The Bill allows for the payment amount to be determined in regulations that will set out a simple tariff, basing payments at roughly 70% of the amount of average civil damages. Payment amounts in the tariff will be linked to an individual’s age. Calculating the amount of civil damages that a person is to receive is complex. However, published research shows that awards in civil cases decrease with the age of the victim. Regarding the amount of the payment, I ask your Lordships’ support in understanding that the scheme strikes a careful balance and does so in a way that is fair and lawful. It ensures a substantial payment to people who have mesothelioma and cannot trace the liable employer or insurer, while ensuring that the contribution made by insurers is fair and not excessive, since not all of them were in business at the relevant time. It will ensure that the scheme can get on with helping sufferers and not get bogged down in legal challenges from insurers.

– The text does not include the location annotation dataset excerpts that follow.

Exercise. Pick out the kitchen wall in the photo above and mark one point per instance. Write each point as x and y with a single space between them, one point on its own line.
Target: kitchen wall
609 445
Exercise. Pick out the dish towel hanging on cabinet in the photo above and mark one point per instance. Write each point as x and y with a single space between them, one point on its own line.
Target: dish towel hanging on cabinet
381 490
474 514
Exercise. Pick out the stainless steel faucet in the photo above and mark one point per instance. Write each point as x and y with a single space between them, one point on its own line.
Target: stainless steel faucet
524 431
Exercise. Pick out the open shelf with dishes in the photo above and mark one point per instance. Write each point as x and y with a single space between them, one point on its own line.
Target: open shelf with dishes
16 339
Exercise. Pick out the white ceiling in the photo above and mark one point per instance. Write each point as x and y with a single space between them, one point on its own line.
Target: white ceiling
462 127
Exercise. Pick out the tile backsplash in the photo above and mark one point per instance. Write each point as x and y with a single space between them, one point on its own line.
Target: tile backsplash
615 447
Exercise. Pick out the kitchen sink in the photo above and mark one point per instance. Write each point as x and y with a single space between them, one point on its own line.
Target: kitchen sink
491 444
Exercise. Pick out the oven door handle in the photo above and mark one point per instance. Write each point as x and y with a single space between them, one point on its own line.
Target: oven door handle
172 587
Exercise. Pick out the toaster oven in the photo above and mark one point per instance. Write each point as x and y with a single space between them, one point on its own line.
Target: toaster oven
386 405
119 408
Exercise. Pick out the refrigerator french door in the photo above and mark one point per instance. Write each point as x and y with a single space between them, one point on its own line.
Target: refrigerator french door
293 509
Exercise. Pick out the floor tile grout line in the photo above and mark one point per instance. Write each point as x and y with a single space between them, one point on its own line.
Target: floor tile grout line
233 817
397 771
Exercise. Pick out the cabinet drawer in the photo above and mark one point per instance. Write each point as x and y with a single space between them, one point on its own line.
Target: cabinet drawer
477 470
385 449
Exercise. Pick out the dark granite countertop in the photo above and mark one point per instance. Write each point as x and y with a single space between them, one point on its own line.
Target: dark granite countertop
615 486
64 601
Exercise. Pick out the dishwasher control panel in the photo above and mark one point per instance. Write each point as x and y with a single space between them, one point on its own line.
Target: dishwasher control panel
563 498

There are four main criteria for eligibility. The first is that an individual was diagnosed with diffuse mesothelioma on or after 25 July 2012. The second is that they were employed at the time of exposure to asbestos and that this was due to negligence or breach of statutory duty on the part of an employer. The third is that they have not brought a claim for civil damages against an employer or the employer’s insurer and they are unable to do so. The fourth is that they have not already received damages or other compensation payment in respect of their disease, nor are they eligible to. I should point out that individuals who have received a payment under existing state schemes will be eligible to apply, but any such benefits and lump sum payments will be recovered when a payment is made under the new scheme. Eligible dependants of sufferers of diffuse mesothelioma may apply to the scheme where the sufferer has died before making an application. Calculating awards of compensation for dependants in civil cases can be complex, but under the scheme it will be simple and quick. The scheme will pay eligible dependants exactly the same amount as the sufferer would have received. We will set out details of the application process in the scheme rules. The scheme will give a right to an applicant to request a review of decisions taken and confer a right of appeal to the First-tier Tribunal against a decision taken on a review.

A sufferer must have been diagnosed on or after 25 July 2012 to be eligible under the scheme. A cut-off date will always be unfortunate for those whom it excludes. However, we must be pragmatic. The costs to the active insurers funding the scheme would be prohibitive if we were to make the scheme open-ended. It was on 25 July 2012 that the Government announced that they would set up a payment scheme and so created a reasonable expectation that eligible people diagnosed with mesothelioma on or after that date would receive a payment.

The Bill does not—and cannot—look to respond to all asbestos-related disease. The issue of individuals who have developed other asbestos-related diseases through negligence or breach of statutory duty and are unable to bring a civil claim for damages of course needs to be addressed. However, this Bill is not the appropriate instrument to do that. Mesothelioma is distinctive, and its link to asbestos exposure is undeniable. This allows for the fast processing of cases because there is no doubt that asbestos exposure caused the disease. The Bill supports the administration of a simple and streamlined scheme. It could not cover other diseases, where there could ever be a question as to the cause, because the lengthy investigations required in order to prove these cases would choke the scheme, preventing the comparatively simpler mesothelioma cases being administered with the necessary speed. Again, I ask noble Lords to look at this emotive issue from a pragmatic perspective and focus not on what is impossible but on what can be achieved. This legislation is a huge step forward and should be recognised as such.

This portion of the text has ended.